Swahili 1 (Postgraduate)

Course Code:
15PAFC140
Unit value:
1
Taught in:
Full Year

Objectives and learning outcomes of the course

At the end of the course, a student should be able to demonstrate…

  1. knowledge and understanding of basic Swahili grammar
  2. basic level ability of reading and writing skills, and some spoken fluency
  3. ability to understand short passages in written Swahili on everyday topics – written or spoken dialogue
  4. knowledge and understanding of the role of language in general, and Swahili in particular, in language-based scholarship and research (specific learning outcome for PG students)

Workload

A total of 22 weeks teaching with 5 hours classroom contact per week.  10 research seminars to be taken within SOAS.  Attendance to be proven by signature from chair and to be submitted to the Associate Dean for Masters by the last day of term 2.

Scope and syllabus

In this course for beginners the four elements of basic language learning are given equal attention: speaking, listening, reading (translation) and writing (composing). The course focuses both on practical usage and acquisition of basic grammar. Out of 5hpw, one hour is for a language lab class, and one hour will be devoted solely to conversation. The course aims to build the student’s vocabulary to about 1,000 words, an understanding of sentence structure (grammar) to provide basic survival knowledge of the language in its cultural context. The ability to use a dictionary and reflect upon the language itself is a parallel aim.

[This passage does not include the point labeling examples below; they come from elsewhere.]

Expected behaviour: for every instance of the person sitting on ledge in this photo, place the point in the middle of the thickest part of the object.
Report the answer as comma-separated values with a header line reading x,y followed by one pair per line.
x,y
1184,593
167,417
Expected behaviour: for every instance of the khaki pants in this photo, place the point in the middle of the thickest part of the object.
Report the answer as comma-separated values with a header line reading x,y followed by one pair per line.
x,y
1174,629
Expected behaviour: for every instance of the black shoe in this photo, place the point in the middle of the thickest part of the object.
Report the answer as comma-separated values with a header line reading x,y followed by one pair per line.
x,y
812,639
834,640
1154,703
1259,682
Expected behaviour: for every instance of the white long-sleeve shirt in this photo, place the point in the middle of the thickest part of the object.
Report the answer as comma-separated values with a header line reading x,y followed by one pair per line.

Additionally, they will receive a series of special lectures structured around six themes: Structure, Texts, Identity, Society, Translation and Transformation provided for PG students studying different languages to introduce them to language-based scholarship and research. The aim is to provide them with the critical and methodological skills necessary to relate their acquired Swahili to thematic aspects of their studies

Method of assessment

One three-hour written paper taken in May/June (40%); a language learning portfolio consisting of a set of marked homework, short in-class tests, translation projects (30%); one 15 minute oral examination (10%); coursework: 2 quizzes (10%); 1 hour aural examination (audio/video) (10%).